Children who have experienced the death of someone important to them often feel like their struggles are invisible to those around them. These children need advocates, letting all know that the death of someone close is the beginning of many weeks, months and years of finding ways to go on without that special person in their lives, with that person-shaped hole in their hearts.

Children’s Grief Awareness Day allows us to advocate that any child that is old enough to love is old enough to mourn. We can all work together to be advocates and teach other adults how children are natural mourner’s, but that they need the love and support of caring adults. To be “bereaved” in part means— “to have special needs.” This day allows us to highlight what some of the special needs of grieving children are and help others create places where children experiencing grief are safe to openly and authentically mourn. And, we know that if children mourn well, they go on to live well and love well.  Dr. Alan D. Wolfelt. Author— Companioning The Grieving Child: A Soulful Guide for Caregivers. Founder and Director, Center for Loss and Life TransitionChildren who have had someone die—especially a close family member—can feel the loss forever. They eventually go back to school. They might pick some activities back up. They certainly look "normal." And yet there's still that hole inside.

Grieving children often feel set apart, different from their peers, alone and not understood. Every school and every community has children who have experienced some type of loss. Even if they keep their loss and experience to themselves, there are many children who are grieving among us.

These children can be helped to not feel so alone. Children and adults together can show their support for grieving children and show their awareness of what grieving children might be going through by participating in Children's Grief Awareness Day.

A special day to remember—how it began

Children's Grief Awareness Day began in Pennsylvania from a desire on the part of students to do more to bring attention to what their grieving classmates were coping with, for the most part, in silence. This initiative grew out of an ongoing partnership of the Highmark Caring Place with hundreds of schools across the state.

After learning more about the work of the Caring Place and learning about how alone and misunderstood their peers often feel after a death, Caring Place staff and these students worked together to inaugurate the first Children's Grief Awareness Day in 2008.

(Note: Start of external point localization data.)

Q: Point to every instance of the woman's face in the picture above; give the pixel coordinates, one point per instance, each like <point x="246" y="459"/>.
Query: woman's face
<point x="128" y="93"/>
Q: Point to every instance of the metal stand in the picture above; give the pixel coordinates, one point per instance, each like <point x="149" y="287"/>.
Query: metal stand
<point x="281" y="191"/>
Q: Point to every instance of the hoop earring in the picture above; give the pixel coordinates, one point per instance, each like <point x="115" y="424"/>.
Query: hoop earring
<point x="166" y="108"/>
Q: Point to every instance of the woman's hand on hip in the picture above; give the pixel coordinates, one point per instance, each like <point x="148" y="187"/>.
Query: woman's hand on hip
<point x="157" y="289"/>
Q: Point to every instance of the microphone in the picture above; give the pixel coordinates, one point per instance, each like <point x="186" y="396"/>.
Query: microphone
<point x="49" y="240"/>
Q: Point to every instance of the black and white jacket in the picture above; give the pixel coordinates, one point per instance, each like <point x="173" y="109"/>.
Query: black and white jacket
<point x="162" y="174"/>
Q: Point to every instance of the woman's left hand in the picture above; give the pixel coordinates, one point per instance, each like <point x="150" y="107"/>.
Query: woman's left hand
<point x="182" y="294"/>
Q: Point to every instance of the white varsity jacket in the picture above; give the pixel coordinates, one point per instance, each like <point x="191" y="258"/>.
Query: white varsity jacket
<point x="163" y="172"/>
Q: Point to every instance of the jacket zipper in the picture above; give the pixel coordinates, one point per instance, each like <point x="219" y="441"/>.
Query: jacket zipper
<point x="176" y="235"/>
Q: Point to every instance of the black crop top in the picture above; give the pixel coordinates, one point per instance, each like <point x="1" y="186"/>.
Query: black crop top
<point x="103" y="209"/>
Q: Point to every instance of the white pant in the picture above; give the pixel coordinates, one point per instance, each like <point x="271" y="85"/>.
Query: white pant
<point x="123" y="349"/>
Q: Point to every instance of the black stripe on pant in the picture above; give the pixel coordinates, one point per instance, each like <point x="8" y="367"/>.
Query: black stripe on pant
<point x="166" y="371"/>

Children grieve, too. That simple fact is often unrecognized so children become disenfranchised grievers. In some cases, they are disenfranchised—without a right to grieve—because we think they cannot understand or we wish to protect them—and ourselves. In other cases, we may misunderstand the ways their grief is expressed—perhaps in behavioral issues, bedwetting or even play. I am delighted we have set aside a day to acknowledge their grief—and their need for support—all through the year. —Kenneth J. Doka, PhD. Professor, The College of New Rochelle. Senior Consultant, The Hospice Foundation of America Since that time, thousands of individuals and organizations, along with local, state and national leaders from across the U.S., have worked to raise awareness of grieving children and to change the culture in order to make death and grief a topic that can be spoken of openly and compassionately.

Why raise awareness for grieving kids and teens?

Many people don’t realize that it takes most children much longer to deal with their grief than we expect and that the amount of inner turmoil, invisible to most, is much more intense than we have any idea of. We raise awareness so that people will realize that even if there is no outward sign of inner turmoil, those storms can still be raging inside a grieving child’s heart.

We raise awareness so that people will understand that a grieving child can't just "get over it"—not in any set time period, not by any act of their own will—and that there's no reason that they should just "get over it."

We raise awareness in order to help people learn ways they might help a grieving child they happen to know, now or in the future.